V0 * iA/100 = V0 * iB/50;

or

iA = 2iB

And since the V0 is the same (A/C wall voltage) we also have:

using v = i*r

iA*rA*100 = iB * rB * 50

substitute iA = 2iB from above:

2iB*rA*100 = iB*rB*50

or 4 rA = rB

For Q1:

Voltage across bulb A = V0 * rA/(rA + 49 * 4 * rA) = V0/197
Voltage across one of bulb B = V0 * 4 * rA/(rA + 49 * 4 * rA) = V0 * 4/197

Bulb B is brighter!

For Q2:

Voltage across bulb B = V0 * 4 * rA/(4 * rA + 49 * rA) = V0 * 4/53
Voltage across one of bulb A = V0 * rA/(4 * rA + 49 * rA) = V0 * 1/53

Bulb B is brighter! (And actually so bright it almost instantly burns out)

Not to be nitpicky, but in this case it is important, since you need to calculate voltage across individual bulbs which obv isn't constant to compare brightness, so that inaccuracy made the problem insolvable

Yup, we care about the voltage across each bulb, which means resistance is what we care about.

'A' bulbs are designed for 1.1V. `B` bulbs are designed for 2.2V. If the bulb gets less voltage than designed for they won't be as bright. If they get too much voltage then they will quickly (sometimes instantly burn out after being way too bright).

Therefore:

1) All bulbs are getting 2.2V. The 'B' bulbs are designed for this so they are normal while the 1 'A' bulb is designed to operate at 1.1V. So it will shine brighter and burn out.

2) Again, all bulbs are getting 2.2V. The 1 `B` bulb is designed for this, so it will be normal while all of the `A` bulbs are getting double there rated voltage and will burn out quickly. If they short as designed to keep others burning, then a cascade failure of the entire string will happen as the voltage goes up as each bulb fails.

And because they are rated by equal luminosity = equal power, which is proportional to the square of voltage (or current), the scalar for the resistance between the two is 4 not 2

if you walk in the desert for 40 days and 40 nights they will last 8 days

Are A bulbs not just generally brighter because they sustain the same brightness as B bulbs for 2x the amount of bulbs in the series?

No, because each bulb is the same brightness (not each string of bulbs).

Perhaps. But when I said voltage is constant, I meant for the individual situations of the all Bulb A string and all Bulb B string. so brightness is proportional to current in that specific derivative case.

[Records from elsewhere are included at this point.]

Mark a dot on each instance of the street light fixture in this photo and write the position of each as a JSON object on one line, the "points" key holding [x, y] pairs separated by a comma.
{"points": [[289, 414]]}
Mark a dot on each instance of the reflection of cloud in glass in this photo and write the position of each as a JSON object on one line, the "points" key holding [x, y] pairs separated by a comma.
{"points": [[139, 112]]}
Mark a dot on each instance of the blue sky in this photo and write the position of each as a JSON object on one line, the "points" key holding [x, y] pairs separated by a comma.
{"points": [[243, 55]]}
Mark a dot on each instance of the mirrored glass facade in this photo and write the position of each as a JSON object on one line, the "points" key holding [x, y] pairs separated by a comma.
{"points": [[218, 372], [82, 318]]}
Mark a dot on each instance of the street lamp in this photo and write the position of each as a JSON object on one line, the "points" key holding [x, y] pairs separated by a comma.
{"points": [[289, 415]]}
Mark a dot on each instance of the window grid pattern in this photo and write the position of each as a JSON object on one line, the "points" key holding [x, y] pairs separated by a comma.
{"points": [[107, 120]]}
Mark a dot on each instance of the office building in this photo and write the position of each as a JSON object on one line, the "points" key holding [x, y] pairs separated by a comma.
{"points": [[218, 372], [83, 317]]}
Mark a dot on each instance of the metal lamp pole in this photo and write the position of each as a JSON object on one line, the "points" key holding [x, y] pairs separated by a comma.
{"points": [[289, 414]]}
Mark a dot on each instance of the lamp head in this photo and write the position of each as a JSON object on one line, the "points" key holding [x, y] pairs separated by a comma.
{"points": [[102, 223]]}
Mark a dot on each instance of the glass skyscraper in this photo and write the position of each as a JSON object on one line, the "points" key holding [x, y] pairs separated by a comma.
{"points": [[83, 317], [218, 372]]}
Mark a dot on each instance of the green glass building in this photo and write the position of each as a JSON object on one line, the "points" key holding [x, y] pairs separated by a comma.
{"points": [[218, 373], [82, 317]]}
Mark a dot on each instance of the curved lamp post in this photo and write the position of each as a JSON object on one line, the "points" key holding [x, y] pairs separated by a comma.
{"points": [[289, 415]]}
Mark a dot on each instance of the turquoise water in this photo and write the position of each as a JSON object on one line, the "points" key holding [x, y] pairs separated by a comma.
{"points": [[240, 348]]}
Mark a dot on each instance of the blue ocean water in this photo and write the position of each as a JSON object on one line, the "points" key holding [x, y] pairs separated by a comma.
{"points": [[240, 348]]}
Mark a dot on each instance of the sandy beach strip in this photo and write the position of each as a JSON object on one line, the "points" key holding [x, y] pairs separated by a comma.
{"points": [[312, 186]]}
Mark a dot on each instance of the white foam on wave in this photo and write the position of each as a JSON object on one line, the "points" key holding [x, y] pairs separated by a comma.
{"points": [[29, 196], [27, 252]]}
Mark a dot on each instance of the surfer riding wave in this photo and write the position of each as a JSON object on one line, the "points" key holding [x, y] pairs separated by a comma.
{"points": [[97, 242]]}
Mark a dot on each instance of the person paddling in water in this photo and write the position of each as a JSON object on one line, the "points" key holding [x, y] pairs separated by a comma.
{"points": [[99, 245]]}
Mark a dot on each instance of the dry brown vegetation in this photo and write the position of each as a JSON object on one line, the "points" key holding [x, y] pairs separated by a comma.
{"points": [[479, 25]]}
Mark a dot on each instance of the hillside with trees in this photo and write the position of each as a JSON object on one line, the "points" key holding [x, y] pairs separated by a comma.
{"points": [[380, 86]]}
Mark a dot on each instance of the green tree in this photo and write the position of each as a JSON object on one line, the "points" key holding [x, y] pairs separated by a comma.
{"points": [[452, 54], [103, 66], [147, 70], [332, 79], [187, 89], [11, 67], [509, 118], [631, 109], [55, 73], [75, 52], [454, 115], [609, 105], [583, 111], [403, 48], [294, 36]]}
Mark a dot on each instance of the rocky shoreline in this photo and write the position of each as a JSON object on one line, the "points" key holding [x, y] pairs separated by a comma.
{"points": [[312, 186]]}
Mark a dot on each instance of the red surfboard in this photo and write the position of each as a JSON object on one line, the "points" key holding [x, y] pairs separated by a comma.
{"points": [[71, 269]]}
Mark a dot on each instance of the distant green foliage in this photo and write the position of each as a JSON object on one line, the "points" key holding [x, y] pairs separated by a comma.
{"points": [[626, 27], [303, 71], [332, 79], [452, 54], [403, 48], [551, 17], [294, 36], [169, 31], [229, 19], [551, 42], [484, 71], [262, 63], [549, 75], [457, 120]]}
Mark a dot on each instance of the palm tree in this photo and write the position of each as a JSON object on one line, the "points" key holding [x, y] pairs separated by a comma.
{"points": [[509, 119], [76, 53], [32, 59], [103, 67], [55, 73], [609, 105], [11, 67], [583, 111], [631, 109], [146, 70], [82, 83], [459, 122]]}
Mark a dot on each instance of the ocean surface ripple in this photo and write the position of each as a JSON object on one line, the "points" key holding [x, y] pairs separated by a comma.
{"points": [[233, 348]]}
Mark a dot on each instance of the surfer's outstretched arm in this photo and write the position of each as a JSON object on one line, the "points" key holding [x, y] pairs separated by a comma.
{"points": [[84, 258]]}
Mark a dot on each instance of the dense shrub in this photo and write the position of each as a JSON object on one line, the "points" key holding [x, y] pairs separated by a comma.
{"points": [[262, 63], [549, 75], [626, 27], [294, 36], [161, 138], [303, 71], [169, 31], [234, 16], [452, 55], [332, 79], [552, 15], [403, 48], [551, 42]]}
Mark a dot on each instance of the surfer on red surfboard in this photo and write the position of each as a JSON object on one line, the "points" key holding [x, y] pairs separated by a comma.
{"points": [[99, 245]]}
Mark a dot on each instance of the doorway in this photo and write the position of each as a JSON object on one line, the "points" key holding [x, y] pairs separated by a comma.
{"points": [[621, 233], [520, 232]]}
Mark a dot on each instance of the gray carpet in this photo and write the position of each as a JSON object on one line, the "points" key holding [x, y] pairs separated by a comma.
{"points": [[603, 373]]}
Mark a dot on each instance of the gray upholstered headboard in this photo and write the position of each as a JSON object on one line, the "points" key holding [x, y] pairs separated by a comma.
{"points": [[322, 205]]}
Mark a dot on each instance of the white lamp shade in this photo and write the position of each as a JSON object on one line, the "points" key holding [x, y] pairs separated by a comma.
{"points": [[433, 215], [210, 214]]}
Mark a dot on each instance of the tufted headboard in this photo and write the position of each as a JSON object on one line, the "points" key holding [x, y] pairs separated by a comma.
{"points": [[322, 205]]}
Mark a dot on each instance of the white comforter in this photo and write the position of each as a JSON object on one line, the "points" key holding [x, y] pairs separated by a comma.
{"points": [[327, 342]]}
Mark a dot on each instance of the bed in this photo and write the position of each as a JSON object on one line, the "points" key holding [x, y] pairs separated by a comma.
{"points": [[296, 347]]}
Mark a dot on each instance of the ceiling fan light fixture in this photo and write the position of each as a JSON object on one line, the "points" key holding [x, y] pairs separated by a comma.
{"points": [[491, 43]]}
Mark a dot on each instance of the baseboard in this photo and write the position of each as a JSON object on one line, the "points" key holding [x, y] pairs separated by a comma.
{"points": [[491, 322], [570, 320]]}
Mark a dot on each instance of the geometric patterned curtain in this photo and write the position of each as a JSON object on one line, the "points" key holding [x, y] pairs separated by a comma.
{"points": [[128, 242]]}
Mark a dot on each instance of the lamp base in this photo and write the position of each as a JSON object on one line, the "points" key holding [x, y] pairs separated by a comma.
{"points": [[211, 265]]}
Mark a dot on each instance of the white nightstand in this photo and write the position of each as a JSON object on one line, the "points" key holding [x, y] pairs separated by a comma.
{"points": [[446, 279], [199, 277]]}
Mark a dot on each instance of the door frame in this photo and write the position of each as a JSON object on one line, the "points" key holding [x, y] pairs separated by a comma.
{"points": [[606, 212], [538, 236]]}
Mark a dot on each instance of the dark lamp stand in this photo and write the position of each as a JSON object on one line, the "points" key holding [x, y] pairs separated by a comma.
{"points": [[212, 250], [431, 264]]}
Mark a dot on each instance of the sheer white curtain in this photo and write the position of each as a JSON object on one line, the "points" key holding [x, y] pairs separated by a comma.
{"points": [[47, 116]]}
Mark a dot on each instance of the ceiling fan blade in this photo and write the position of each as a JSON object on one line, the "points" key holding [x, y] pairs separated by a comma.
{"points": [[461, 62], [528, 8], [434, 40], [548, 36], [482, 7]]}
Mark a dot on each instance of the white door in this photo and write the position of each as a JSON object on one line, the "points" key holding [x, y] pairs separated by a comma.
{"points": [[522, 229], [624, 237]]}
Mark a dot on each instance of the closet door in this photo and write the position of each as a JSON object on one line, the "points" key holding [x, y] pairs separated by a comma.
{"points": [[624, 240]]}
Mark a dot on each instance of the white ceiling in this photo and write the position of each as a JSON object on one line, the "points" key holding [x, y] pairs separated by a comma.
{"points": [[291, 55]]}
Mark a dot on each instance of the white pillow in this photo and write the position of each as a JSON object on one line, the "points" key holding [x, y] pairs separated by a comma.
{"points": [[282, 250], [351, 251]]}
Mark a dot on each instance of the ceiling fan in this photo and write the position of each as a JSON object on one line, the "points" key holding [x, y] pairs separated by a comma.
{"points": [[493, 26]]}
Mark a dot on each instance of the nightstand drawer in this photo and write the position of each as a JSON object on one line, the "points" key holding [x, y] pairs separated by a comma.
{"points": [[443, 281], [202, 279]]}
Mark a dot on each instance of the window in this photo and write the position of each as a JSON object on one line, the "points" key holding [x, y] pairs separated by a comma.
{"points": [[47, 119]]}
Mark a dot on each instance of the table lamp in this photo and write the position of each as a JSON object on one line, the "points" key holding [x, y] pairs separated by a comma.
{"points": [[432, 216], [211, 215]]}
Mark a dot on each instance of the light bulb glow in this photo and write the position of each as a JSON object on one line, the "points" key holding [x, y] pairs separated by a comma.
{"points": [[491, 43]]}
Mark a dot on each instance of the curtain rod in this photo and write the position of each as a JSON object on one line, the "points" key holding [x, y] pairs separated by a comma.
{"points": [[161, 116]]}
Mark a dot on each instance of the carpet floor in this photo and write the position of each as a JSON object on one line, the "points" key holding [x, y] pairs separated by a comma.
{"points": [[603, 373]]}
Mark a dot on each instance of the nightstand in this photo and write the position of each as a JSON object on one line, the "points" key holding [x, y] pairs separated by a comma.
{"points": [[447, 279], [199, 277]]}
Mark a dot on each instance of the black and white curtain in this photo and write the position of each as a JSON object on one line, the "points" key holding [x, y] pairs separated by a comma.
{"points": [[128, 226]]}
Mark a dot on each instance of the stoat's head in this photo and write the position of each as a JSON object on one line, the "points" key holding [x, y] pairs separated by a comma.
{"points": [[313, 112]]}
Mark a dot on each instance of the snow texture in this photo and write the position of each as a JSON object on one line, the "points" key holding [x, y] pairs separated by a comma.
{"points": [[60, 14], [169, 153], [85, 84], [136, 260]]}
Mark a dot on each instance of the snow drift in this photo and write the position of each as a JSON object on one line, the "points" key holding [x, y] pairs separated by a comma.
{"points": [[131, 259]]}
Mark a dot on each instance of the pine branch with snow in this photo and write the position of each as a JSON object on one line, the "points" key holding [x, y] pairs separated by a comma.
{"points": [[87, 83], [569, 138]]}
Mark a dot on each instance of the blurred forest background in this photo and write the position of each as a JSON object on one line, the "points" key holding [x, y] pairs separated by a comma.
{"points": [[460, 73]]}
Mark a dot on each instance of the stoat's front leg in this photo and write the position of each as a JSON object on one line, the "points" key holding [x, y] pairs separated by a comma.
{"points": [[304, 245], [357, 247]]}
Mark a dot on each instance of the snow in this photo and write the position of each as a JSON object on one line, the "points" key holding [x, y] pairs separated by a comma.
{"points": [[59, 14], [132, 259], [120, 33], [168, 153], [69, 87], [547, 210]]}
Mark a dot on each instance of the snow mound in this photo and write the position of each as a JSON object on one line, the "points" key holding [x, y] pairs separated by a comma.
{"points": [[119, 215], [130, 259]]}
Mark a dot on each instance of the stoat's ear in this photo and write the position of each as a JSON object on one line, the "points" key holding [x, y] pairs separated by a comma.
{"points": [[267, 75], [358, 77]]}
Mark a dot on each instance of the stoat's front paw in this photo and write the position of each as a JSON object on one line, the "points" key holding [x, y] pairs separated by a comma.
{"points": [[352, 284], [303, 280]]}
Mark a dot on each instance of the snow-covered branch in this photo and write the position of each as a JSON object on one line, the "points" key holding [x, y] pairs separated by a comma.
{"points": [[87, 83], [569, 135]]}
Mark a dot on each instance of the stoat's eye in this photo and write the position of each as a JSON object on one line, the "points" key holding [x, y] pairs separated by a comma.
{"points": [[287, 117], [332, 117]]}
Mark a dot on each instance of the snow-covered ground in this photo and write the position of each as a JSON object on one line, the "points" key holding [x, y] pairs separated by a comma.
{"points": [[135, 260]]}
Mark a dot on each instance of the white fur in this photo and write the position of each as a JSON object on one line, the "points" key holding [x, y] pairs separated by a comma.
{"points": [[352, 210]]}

In the two scenario's in the questions, the current is constant (as defined by each being a series of bulbs).

And you're still wrong...

?

About what?

Yes, thats all correct, with voltage and current being constant in these specific cases, but that makes your hint "brightness is proportional to current" still not helpful, if to solve the question you need to know that brightness is also proportional to voltage. I mean, it's not a problem when one googles brightness to check it, but as I said, I was in the shower thinking about this, so no google

If not wrong, at least barking up the wrong tree. We care about one bulb (because what does it mean to say the brightness of one hundred lamps its the same as fifty - that's a different question) and in that context brightness isn't proportional to current and voltage isn't constant.

resistance is futile

ja volt

lets not all get amped up here

Fyp